I pick a book based on the cover, the topic and the reviews. Top reviews like the Guardian, New Yorker, TLS, etc, tend to get me in, and recent prize-winners are always worth a look. But even when all those boxes are ticked, I can still find myself grinding to a reluctant halt. The three main hooks that keep me going are a great story, excellent writing, and key characters that I start to care about. It doesn’t have to be three out of three. A couple of years ago I read the story of Madame Cliquot, of champagne fame. The writing was almost excruciatingly bad, but the story was so engrossing, and I liked her so much, that I ploughed on. The first woman to run a champagne house, and the actual inventor of modern clear bubbly, she beat ridiculous odds of sexism, labour troubles, war and family tragedy to become the matriarch of an industry that was on its knees early in the 19th Century. Could she manage to disgorge 10,000 bottles on her own, with all her workforce on strike? Could she find a way to break through the British naval blockade to get her champagne to Russia? It was impossible to put down.
Conversely, writing that flows poetically, surprising, shocking and moving me, can make a mundane story or an unconvincing plot worth persisting with. In fact, as I write this, I realise the only consistent turn-off is when I actually dislike the key character, or at least don’t care what happens to them next. Even in a biography, where the ‘true life’ aspect gives any story a few bonus points, if it becomes increasingly obvious that the subject is a not particularly interesting and/or totally unpleasant person, no amount of sparkling prose and interesting history will keep me going. Especially if the biographer fails to add any new insights about the events and people they are describing.

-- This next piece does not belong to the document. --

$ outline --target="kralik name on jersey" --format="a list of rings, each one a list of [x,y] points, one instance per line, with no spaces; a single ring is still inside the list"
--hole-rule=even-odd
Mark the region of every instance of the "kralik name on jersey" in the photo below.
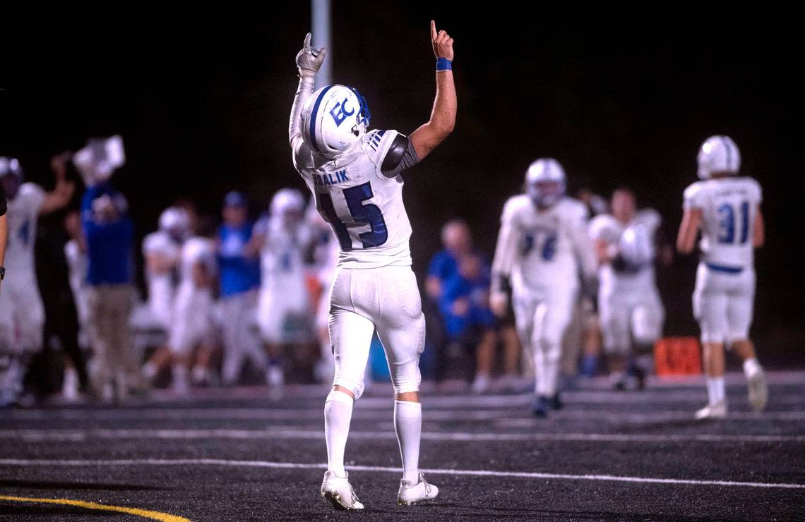
[[[345,181],[349,181],[349,176],[347,175],[346,169],[334,173],[314,174],[312,175],[313,184],[316,187],[335,185],[336,183],[343,183]]]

So my ‘best books’ are, unsurprisingly, the ones that have all three qualities. I’ve just finished reading one that makes the cut– ‘Less’ by Andrew Sean Greer. It had the catching cover, the reviews and the prizes a-plenty. It is so well written that I kept asking my partner to let me read the best paragraphs aloud to her. She, sensibly, told me to let her read it. (A week later, and now she is reading them out to me!). Simple one-liners with a twist stay with you– ‘It was one of those San Francisco bars that was neither gay nor straight, just odd’. The story, a man of 49 facing a lonely middle age, resonates with events in my own life, and I’m sure of many others. It is the funniest book I’ve read for a while, and I cared very much what might happen next to our hapless protagonist.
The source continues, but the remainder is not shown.